Friday, April 1, 2011

Don’t judge a book by its movie

I did not come up with this title but heard my mom and sister mention it while going through some magazines. It really hit home as watched “The Golden Compass” a few nights back. It was coming on cable and Ankit was excited as he loved the book it was based on. We all sat with him and then through the movies heard him sigh, exclaim, moan and groan and then finally, exasperated, he threw himself back on the bean bag and wailed –“They left the best parts out and this is not the ending. What did they do to the book? Why? Why? Why?” I had heard the same words while accompanying him to the Harry Potter movies.

I prefer to read either the book or watch the movie. While watching “Lord of the Rings” I was amazed by the sheer cinematography – the scenery, the computer generated realism – while friends that had read the book like it was the Bible shook their head in despair. There are many pages dedicated to the differences between the book and the movie and Gary Appenzeller has done a great job in detailing the difference on his page. I love his take on why we get disappointed -

“It would be an interesting study if somehow we could quantify this disappointment of readers when they see the movie adaptation and find out whether changes to the story in a certain book (for the purposes of adaptation to the screen) matter less to its readers, while changes to the story in another book have a greater effect on its readers.  I believe some books matter more to their readers than others.”

I think the length of the book has to do with it too. The Golden Compass, Harry Potter, Lord of the Rings, all require some time investment. So, it is hard to take hours of mental picture painting and replace it by one painted by the movie adaption. An adaption constrained by budgets, technological and time constrains. For example,  I loved the take on Rapunzel in Tangled – they did an exceptional job at making it a worth watch for all ages and gender – and I did not hear one complain on the story's "adaption".

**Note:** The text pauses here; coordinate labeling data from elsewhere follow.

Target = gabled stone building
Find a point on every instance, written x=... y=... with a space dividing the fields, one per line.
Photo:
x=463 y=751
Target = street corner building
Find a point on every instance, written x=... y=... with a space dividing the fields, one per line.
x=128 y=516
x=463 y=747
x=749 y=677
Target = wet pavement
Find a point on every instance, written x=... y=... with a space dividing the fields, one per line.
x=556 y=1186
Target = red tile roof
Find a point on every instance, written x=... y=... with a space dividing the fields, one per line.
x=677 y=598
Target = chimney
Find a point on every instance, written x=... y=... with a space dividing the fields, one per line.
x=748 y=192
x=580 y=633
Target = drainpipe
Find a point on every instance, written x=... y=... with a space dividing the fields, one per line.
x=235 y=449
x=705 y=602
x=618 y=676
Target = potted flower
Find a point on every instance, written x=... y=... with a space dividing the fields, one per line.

 At home, Ankit has handed me the sequel to “The Golden Compass”. I am sure this is to ensure he has someone the join in the lamenting if a sequel is ever produced but more so to ensure I know what a great book it is. He really does not want me to believe the movie was the book. He has painted too good a picture of the series in his head.

1 comment:

  1. I rarely ever watch a movie of a book that I have read, nearly always disappointed.